# how to get a big rubber-y bass sound



## trifidmaster (Nov 18, 2006)

Example: Yello/Stella (remastered), track 4, at 00:10.
The bass is like one would play on a long thick rubber kind of string.
But some other records have this kind of bass, too.
Q: how to get this kind of sound?


----------



## tonyvdb (Sep 5, 2007)

Rubbery, Thats a funny way to describe it :T My understanding is that this is achieved by using a 6 or even an 8 string bass so that you can tune that really fat string so it is able to play really loose and low and has some serious movement, Abraham Laborial is a great example of someone who can really play a bass and give you some very deep and "rubbery" sounding bass.
I should also add they they even make10, 12 and 15 string bass guitars however these use two or even 3 strings for each note to also give you a bigger bass sound.


----------



## trifidmaster (Nov 18, 2006)

I have the Bass Legends sample CD, and I loaded some of the Abraham Laborial patches - and I love them. Yes, indeed they are deep, and the strings are resonating nicely, but I miss the punch from it.
Maybe the bass what I am looking for is a layer of real bass and synth bass?

Another example: 
still the same CD= Yello, Stella, track 8 (Sometimes), at the very beginning of the track 
is perhaps a better example:
http://www.cduniverse.com/search/xx/music/pid/6946346/a/Stella.htm


----------



## tonyvdb (Sep 5, 2007)

trifidmaster said:


> Maybe the bass what I am looking for is a layer of real bass and synth bass?


very possible or it could be some sort of digital enhancement.



> Another example:
> still the same CD= Yello, Stella, track 8, at the very beginning of the track
> is perhaps a better example.


I dont have that CD so I cant really comment.


----------



## trifidmaster (Nov 18, 2006)

Thanks.

I have edited/added the link in my previous comment:
http://www.cduniverse.com/search/xx/music/pid/6946346/a/Stella.htm
track 8 = Sometimes, and I am talking about the "running" bass arpeggio running very "rubbery"...


----------



## chonc (Jun 9, 2009)

well, in track 4 and track 8 all I hear is a synth bass (no electric bass at all).
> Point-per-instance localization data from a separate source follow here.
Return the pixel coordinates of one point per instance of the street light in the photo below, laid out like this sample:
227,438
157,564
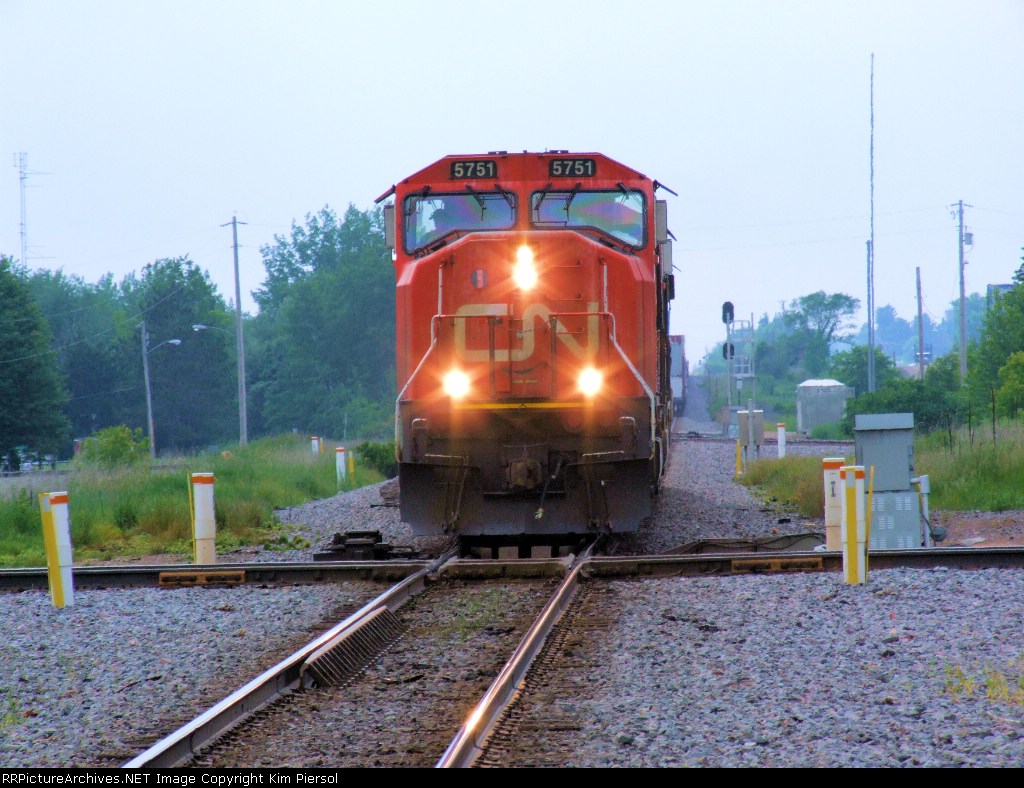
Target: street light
243,418
145,375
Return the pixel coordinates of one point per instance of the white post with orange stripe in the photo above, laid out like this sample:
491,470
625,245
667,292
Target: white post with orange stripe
834,504
340,466
854,525
56,540
204,521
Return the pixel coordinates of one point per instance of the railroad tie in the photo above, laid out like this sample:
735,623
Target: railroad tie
350,651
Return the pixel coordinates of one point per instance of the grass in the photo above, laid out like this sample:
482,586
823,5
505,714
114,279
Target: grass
996,686
135,512
795,482
967,471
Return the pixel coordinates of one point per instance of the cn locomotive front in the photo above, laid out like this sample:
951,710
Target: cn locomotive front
534,358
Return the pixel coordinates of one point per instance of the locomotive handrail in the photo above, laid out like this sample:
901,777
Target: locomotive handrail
401,394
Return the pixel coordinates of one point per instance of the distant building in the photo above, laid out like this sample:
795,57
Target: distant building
820,401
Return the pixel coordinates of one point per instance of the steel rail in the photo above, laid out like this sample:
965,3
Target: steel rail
830,561
262,572
471,739
469,742
180,746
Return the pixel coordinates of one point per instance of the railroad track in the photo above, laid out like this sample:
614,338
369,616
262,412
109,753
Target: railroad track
167,575
491,729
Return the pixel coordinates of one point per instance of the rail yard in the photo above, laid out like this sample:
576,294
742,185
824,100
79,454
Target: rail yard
921,666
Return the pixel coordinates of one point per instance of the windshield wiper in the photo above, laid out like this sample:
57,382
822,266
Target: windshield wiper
505,193
419,198
544,193
479,200
571,196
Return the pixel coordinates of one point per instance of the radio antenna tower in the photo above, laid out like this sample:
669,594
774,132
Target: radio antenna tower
870,256
22,163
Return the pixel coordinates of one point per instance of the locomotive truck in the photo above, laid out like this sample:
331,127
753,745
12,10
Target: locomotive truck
534,361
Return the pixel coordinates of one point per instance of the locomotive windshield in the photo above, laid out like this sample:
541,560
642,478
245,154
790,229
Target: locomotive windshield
619,213
430,217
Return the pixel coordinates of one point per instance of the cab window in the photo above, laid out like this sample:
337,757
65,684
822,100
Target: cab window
617,213
429,218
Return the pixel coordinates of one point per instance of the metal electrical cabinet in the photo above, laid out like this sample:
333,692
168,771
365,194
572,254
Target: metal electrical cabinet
885,441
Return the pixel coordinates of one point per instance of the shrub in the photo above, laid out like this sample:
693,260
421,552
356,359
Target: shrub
115,447
380,456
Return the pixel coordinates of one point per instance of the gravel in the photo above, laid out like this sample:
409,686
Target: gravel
754,670
96,683
915,668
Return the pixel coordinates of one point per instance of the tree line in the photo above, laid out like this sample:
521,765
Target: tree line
815,338
320,353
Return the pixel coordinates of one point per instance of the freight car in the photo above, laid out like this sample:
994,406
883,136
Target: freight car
534,360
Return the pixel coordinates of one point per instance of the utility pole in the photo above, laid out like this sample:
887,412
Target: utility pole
240,344
960,213
22,163
148,394
870,254
921,332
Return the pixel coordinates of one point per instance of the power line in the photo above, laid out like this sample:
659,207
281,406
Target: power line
55,350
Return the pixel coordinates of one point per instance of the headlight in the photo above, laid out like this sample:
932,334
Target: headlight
524,272
456,384
590,382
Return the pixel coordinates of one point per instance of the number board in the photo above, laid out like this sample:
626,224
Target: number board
571,168
478,168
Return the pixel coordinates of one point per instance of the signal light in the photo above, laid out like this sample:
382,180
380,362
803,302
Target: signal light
590,382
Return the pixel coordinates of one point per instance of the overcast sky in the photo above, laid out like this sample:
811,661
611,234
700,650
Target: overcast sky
151,123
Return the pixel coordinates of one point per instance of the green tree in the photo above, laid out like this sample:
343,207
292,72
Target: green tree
1010,395
324,350
819,320
194,386
32,395
1003,335
89,333
850,366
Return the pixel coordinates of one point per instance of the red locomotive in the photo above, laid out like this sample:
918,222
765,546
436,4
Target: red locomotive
534,357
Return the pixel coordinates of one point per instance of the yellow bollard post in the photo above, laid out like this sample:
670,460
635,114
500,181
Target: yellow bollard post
56,540
834,504
854,525
204,521
340,466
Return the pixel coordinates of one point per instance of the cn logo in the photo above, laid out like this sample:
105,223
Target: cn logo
527,337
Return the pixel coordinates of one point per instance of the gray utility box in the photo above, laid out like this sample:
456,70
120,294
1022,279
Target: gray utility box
885,441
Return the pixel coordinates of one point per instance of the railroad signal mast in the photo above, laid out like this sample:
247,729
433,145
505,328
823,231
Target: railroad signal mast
738,352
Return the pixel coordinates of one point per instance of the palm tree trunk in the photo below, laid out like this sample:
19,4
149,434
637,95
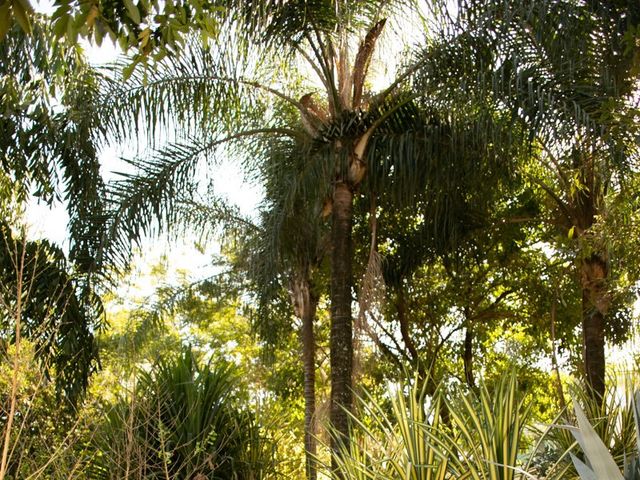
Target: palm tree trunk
309,360
594,273
305,303
341,319
467,357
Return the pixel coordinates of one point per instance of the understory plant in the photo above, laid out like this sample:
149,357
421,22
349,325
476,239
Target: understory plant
184,420
464,434
599,462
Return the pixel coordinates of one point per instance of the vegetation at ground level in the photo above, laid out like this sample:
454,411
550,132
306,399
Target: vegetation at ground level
443,260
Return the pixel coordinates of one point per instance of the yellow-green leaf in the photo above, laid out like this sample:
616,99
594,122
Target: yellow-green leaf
132,10
21,15
5,19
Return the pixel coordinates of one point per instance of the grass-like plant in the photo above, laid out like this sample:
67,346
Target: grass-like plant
599,462
183,421
463,435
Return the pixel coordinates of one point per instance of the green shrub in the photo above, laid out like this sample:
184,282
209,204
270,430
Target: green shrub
183,421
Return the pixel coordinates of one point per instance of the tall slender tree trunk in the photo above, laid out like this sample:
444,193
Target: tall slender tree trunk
341,319
305,303
594,273
309,361
467,357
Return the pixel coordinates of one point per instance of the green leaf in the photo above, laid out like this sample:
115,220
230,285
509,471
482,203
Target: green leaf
596,452
21,9
5,19
133,11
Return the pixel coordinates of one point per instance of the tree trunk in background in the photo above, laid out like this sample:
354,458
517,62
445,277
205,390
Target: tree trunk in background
341,321
595,303
467,357
309,305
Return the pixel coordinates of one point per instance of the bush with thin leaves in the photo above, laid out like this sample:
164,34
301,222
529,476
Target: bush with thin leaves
183,421
457,436
599,462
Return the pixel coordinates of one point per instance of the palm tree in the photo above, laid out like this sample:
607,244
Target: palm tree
354,142
49,149
567,72
196,89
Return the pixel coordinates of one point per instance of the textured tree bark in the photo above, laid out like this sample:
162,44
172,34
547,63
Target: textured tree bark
305,303
595,302
341,319
467,357
310,303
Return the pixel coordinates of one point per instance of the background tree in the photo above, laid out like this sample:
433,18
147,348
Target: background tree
573,92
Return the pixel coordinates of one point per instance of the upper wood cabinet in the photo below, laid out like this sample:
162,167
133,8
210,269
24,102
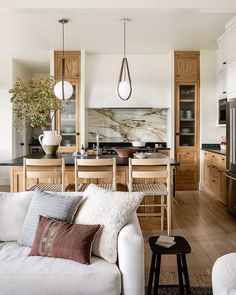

Any moog or decent analog emulator synth using a saw wave will do the trick. If you want to sound more deep you can double it with a mellow electric bass (fretless do sound awesome), or programming your synth so you have a sine wave fundamental tone one octave lower.
Hope this helps


----------



## PepAX7 (Mar 11, 2008)

We used to do this back in the day w/MIDI. We would trigger an Ensoniq EPS keyboard (awesome Phat synth 12bit A/D) with the bass player w/hex pickup. Set the patch decay so it sounds like a natural string decay for the style of music. There's not a bass made that can touch it! If anybody could tho... Laboriel could!

You can also do this in DAW too.

Pep


----------



## tonyvdb (Sep 5, 2007)

PepAX7 said:


> There's not a bass made that can touch it! If anybody could tho... Laboriel could!
> 
> Pep


So true, I've been a big fan of his since his days of Friendship and Koinonia. He has a new recording here with some of his friends.
Its hard to believe that he has been featured on over 4000 recordings.


----------



## fractile (Mar 15, 2009)

This all reminds me of Bootsy (Collins') Rubber Band and Funkadelics; the whole slap-bass thing.


----------